With a little sprucing up, your home will be ready for buyers.
We’ve all heard the term ‘curb appeal.’ When getting your home ready for sale, it’s the absolute most important goal you should have. Whether you keep your house immaculate out of habit or you have a tendency towards that ‘lived in’ look, there’s always something you can do to give your house that special something that dazzles buyers.
There’s a reason they refer to this process as ‘staging’ your home; you are not just cleaning up, you are setting a stage, you are creating a sense of peace and wonder. You are giving buyers the feeling that they are already home, much like a set designer of a play gives the audience a sense that they are in another time and place.
So how do we go about creating this illusion? First, you need to change your whole attitude towards your house. Forget all about this being your home. This is now a product you are selling; so depersonalize it. Take down family photos, personal artifacts and anything else that would make a buyer wonder who lives here. You want them to picture themselves living here; not you.
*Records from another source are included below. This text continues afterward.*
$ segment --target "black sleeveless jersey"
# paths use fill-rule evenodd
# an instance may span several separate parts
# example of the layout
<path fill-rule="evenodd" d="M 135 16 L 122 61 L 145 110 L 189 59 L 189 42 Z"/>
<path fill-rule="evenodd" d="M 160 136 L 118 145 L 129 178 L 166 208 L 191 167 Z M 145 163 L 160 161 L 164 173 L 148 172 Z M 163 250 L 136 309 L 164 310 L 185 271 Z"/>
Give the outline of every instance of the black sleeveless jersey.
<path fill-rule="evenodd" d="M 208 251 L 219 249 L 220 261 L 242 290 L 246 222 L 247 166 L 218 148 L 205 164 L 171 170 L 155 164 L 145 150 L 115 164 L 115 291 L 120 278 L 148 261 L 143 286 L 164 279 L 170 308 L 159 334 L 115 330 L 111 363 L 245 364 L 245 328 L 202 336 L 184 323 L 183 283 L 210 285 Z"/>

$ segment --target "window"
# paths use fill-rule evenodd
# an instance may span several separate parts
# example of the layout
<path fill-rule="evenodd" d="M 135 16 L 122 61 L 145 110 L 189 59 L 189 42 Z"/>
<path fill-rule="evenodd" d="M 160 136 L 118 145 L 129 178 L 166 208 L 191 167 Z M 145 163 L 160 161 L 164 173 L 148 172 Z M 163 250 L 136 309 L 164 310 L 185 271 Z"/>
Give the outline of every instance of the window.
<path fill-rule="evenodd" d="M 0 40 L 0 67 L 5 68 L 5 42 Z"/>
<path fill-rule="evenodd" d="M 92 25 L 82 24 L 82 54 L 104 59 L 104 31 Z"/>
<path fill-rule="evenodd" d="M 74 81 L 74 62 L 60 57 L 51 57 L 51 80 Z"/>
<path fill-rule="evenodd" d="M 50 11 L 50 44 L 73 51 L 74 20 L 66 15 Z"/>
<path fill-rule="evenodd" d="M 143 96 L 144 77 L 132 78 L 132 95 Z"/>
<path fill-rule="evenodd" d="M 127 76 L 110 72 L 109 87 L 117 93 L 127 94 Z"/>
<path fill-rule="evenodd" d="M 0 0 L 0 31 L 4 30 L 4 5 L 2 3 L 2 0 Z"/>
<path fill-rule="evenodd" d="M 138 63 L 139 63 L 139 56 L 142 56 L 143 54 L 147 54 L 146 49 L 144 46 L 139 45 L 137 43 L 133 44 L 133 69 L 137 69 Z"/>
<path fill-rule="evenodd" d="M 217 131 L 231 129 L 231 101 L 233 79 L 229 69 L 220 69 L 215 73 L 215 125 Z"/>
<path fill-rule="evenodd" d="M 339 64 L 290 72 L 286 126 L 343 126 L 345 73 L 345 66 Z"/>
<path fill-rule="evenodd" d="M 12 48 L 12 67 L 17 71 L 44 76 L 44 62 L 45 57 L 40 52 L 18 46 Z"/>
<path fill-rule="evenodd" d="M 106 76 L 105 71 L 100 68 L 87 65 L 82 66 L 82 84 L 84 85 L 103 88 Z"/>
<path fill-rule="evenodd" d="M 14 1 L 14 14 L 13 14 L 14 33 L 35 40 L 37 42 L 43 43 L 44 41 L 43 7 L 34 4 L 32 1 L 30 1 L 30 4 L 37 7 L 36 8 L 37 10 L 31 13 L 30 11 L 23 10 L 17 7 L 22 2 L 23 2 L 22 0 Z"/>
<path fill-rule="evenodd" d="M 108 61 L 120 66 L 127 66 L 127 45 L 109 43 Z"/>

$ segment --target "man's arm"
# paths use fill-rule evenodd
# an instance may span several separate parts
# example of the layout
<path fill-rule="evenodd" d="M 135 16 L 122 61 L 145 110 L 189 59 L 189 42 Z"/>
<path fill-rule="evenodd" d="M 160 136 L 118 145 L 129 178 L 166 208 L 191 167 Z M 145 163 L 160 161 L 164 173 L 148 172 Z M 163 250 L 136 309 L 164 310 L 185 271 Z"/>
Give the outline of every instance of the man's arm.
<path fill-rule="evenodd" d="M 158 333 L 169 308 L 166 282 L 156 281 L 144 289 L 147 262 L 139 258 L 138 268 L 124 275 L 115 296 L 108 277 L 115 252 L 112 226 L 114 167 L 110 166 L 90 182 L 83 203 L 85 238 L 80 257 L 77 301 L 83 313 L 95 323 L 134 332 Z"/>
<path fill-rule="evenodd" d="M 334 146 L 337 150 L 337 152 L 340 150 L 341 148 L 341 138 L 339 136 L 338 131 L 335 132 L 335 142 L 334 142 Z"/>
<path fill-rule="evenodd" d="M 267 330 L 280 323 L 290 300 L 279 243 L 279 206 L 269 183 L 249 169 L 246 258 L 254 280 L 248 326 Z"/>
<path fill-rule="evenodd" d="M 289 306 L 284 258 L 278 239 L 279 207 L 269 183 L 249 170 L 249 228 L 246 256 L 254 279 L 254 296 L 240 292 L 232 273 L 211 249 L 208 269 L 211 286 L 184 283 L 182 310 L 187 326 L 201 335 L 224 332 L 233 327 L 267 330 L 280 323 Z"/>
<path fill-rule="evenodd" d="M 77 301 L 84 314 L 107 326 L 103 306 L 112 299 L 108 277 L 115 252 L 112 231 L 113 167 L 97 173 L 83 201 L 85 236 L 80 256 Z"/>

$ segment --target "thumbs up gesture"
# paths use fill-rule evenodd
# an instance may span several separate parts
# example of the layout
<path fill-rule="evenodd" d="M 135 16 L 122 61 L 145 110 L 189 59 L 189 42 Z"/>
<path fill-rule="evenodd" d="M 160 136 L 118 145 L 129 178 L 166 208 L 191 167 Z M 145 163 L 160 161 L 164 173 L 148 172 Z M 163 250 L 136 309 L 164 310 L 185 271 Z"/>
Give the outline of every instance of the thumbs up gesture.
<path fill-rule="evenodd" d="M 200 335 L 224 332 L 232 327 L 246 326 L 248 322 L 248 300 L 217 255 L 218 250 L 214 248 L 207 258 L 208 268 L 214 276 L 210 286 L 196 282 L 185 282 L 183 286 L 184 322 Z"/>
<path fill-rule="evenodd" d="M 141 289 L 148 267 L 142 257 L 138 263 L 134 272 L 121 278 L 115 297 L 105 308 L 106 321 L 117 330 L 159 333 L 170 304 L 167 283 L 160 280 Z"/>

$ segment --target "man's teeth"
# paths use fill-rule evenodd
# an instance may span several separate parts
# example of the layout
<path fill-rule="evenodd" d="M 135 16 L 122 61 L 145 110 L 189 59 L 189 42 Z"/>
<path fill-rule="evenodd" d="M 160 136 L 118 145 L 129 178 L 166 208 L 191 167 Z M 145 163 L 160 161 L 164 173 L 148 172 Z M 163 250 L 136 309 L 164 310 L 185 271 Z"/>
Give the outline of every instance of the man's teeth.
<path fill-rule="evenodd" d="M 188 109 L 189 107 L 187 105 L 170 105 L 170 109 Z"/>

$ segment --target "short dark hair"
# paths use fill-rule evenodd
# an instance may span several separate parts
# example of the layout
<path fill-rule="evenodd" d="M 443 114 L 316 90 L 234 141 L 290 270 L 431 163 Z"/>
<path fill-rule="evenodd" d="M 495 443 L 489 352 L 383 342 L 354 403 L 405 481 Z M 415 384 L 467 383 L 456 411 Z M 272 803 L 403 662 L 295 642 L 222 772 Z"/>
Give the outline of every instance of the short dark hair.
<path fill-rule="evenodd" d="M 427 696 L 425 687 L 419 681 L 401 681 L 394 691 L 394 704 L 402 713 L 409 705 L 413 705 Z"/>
You’ll probably want to consider renting a storage unit, or even begin advertising a garage sale, as you will be doing some heavy-duty housecleaning. You should also be ready to dole out your share of old-fashioned elbow grease. Are you ready to beautify your home and turn it into an experience that no buyer could possibly resist? Let’s begin.
A GRAND ENTRANCE
Walk across the street from your house. What do you see? Do you see neatly trimmed grass or well-maintained landscaping? Do you see gutters clear of pine straw, shingles clear of stains or debris and siding that sparkles? Do you see a driveway bereft of gardening equipment, children’s toys and automobiles? Do you see colorful annuals aligning the pathway to your sparkling entrance? Or do you live in the real world?
What we’ve described is exactly the picture you want to paint for buyers, so get to work. Give the yard the white glove treatment, trimming grass to perfect formation, clearing the landscaping of weeds and defining your yard. If possible, put in a few showy flowers to add a hint of color (aim for marigolds - it’s believed that the color yellow invokes a motivation to buy).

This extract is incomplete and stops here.